Chitra Ramkrishna, who helped build NSE and now runs it
Mumbai: It’s rare that a woman runs a stock exchange—there are just three in the world. Even rarer to find one who was chosen 23 years ago for the crack team that created it and then climbed the ranks to become its chief executive officer in traditionally patriarchal India.
Chitra Ramkrishna, 52 and head of the National Stock Exchange of India Ltd (NSE), wants to retain the startup culture of her early days that helped grow the NSE into the world’s third-largest bourse by number of trades and the leader in India with an 82% market share that dwarfs the 140-year-old BSE Ltd.
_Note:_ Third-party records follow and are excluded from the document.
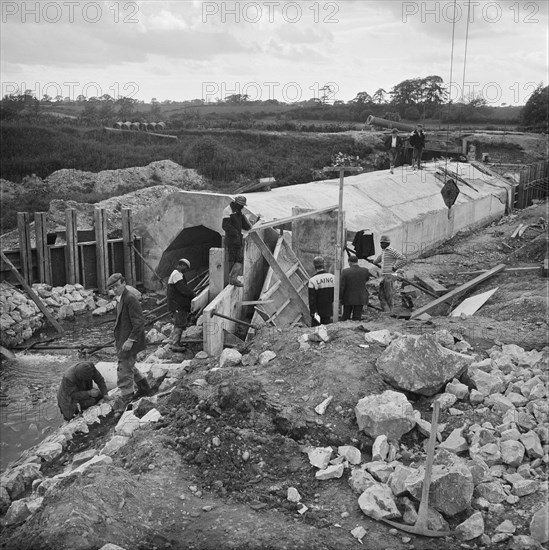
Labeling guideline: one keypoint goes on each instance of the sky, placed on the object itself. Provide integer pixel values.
(288, 51)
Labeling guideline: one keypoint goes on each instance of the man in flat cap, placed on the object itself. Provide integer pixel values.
(76, 392)
(129, 335)
(321, 293)
(389, 261)
(179, 298)
(234, 221)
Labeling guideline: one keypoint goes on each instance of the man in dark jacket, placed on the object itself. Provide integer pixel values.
(394, 144)
(179, 298)
(417, 141)
(129, 335)
(76, 392)
(321, 293)
(234, 222)
(353, 292)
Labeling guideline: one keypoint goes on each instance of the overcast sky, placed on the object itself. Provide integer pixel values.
(281, 50)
When NSE needs something new, it creates a team: Currency trading, bond futures and exchange-traded funds are the fruits so far. Another team is now working on bond innovations to go beyond the current 10-year product.
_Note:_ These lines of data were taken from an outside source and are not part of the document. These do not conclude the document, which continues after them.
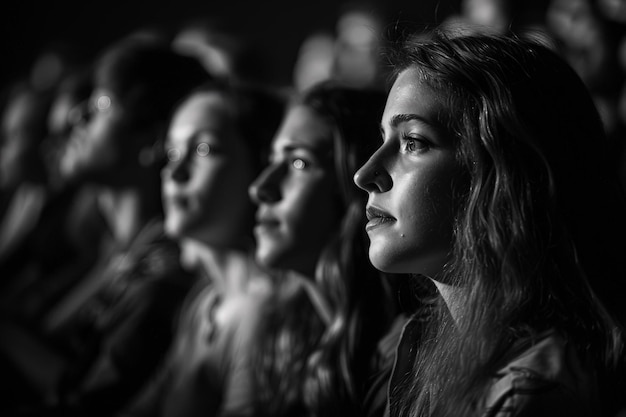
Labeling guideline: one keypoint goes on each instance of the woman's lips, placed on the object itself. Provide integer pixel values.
(377, 218)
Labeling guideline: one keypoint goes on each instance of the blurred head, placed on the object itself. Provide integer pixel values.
(216, 143)
(23, 130)
(137, 82)
(306, 191)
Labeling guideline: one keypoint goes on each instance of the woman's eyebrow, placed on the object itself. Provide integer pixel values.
(396, 119)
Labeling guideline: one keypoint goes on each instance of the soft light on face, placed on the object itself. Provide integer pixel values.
(205, 183)
(409, 180)
(298, 204)
(101, 146)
“There is a huge level of energy and can-do attitude that is in a startup culture which we shouldn’t lose,” Ramkrishna said in an interview last month at the NSE’s squat, glass- fronted headquarters in Mumbai. “For the rest, there is huge focus on processes and discipline that we have to bank upon. We try to get the best of both the worlds.”
Ramkrishna, an upper-caste Brahmin who calls Mahatma Gandhi her role model, wants to make stock markets accessible to India’s middle classes using the exchange-traded baskets of securities known as ETFs.
“I’m sure even he would have bought my ETFs!” she said.